A Radio Trick Can Tell if a Drone Is Watching You

January 12, 2018

Homeland & Cyber Security

Wired – BGU cyber security researchers have built a proof-of-concept system for counter-surveillance against spy drones that can determine whether a certain person or object is under aerial surveillance.

To do this, they first generate a recognizable pattern on whatever subject, such as a window, that someone might want to guard from potential surveillance.

A DJI Mavic quadcopter drone

Then they remotely intercept a drone’s radio signals to look for that pattern in the streaming video the drone sends back to its operator. If they spot it, they can determine that the drone is looking at their subject.

In other words, they can see what the drone sees, pulling out their recognizable pattern from the radio signal, without breaking the drone’s encrypted video.

“This is the first method to tell what is being captured in a drone’s [first-person-view] channel” despite that encryption, says Ben Nassi, a Ph.D. student in BGU’s Department of Software and Information Systems Engineering and one of BGU’s researchers who wrote a paper on the technique.

“You can observe without any doubt that someone is watching. If you can control the stimulus and intercept the traffic as well, you can fully understand whether a specific object is being streamed,” says Nassi.

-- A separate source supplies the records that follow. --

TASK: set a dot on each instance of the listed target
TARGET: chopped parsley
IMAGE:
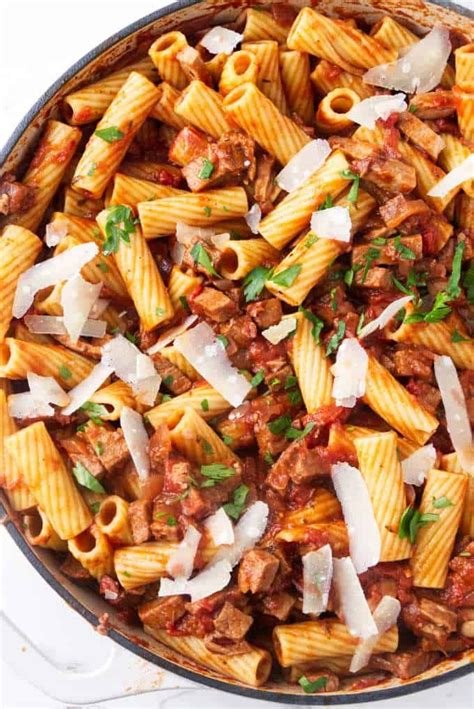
(234, 508)
(286, 278)
(119, 224)
(110, 134)
(206, 170)
(85, 478)
(201, 257)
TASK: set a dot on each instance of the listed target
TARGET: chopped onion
(457, 417)
(277, 333)
(420, 69)
(77, 298)
(220, 527)
(455, 177)
(136, 439)
(317, 577)
(209, 358)
(370, 109)
(54, 325)
(385, 316)
(84, 390)
(364, 536)
(49, 273)
(55, 233)
(181, 562)
(254, 217)
(169, 335)
(333, 223)
(350, 372)
(47, 389)
(303, 164)
(220, 40)
(352, 602)
(385, 616)
(417, 466)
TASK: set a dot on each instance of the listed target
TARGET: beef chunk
(162, 612)
(266, 312)
(139, 515)
(232, 623)
(257, 571)
(214, 304)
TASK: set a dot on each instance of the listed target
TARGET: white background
(38, 42)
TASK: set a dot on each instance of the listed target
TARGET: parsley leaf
(336, 339)
(254, 282)
(287, 277)
(200, 256)
(85, 478)
(235, 507)
(110, 134)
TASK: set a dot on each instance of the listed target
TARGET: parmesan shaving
(306, 161)
(207, 356)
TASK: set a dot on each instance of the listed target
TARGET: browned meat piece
(162, 612)
(242, 330)
(299, 463)
(214, 304)
(139, 515)
(193, 66)
(225, 646)
(257, 571)
(397, 209)
(232, 623)
(172, 377)
(266, 312)
(14, 197)
(188, 145)
(109, 444)
(404, 664)
(159, 448)
(74, 570)
(278, 604)
(80, 451)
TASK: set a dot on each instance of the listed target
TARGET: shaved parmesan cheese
(54, 325)
(385, 616)
(169, 335)
(385, 316)
(84, 390)
(457, 417)
(55, 233)
(366, 112)
(127, 362)
(220, 40)
(364, 536)
(350, 372)
(181, 562)
(208, 357)
(49, 273)
(277, 333)
(333, 223)
(317, 577)
(47, 389)
(456, 176)
(254, 217)
(353, 603)
(420, 69)
(220, 528)
(136, 439)
(77, 298)
(303, 164)
(213, 578)
(416, 467)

The researchers used a technique known as “delta frames.” Instead of encoding video as a series of raw images, it is compressed into a series of changes from the previous image in the video. That compression feature can reveal key information about the content of the video to someone who’s intercepting the streaming data.

In their tests, the researchers used a “smart film” to toggle the opacity of several panes of a house’s windows, while a DJI Mavic quadcopter drone watched it from the sky, changing the panes from opaque to transparent and back again in an on-off pattern.

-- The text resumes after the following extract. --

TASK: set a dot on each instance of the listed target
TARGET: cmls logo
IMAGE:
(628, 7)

Then they showed that with just a parabolic antenna and a laptop, they could intercept the drone’s radio signals to its operator and find that same pattern in the drone’s encrypted data stream to show that the drone must have been looking at the house.

In another test, they put blinking LED lights on a test subject’s shirt, and then were able to pull out the binary code for “SOS” from an encrypted video focused on the person, showing that they could potentially “watermark” a drone’s video feed to prove that it spied on a specific person or building.

All of that may seem like an elaborate setup to catch a spy drone in the act, when it could be just as easy to spot with a decent pair of binoculars. But Nassi argues that the technique works at ranges where it’s difficult to spot a drone in the sky at all, not to mention determine precisely where its camera is pointed.

They tested their method from a range of about 150 feet, but he says with a more expensive antenna, a range of more than a mile is possible. And while radar or other radio techniques can identify a drone’s presence at that range, he says only the BGU researchers’ trick actually knows where it’s looking.

“To really understand what’s being captured, you have to use our method,” Nassi says.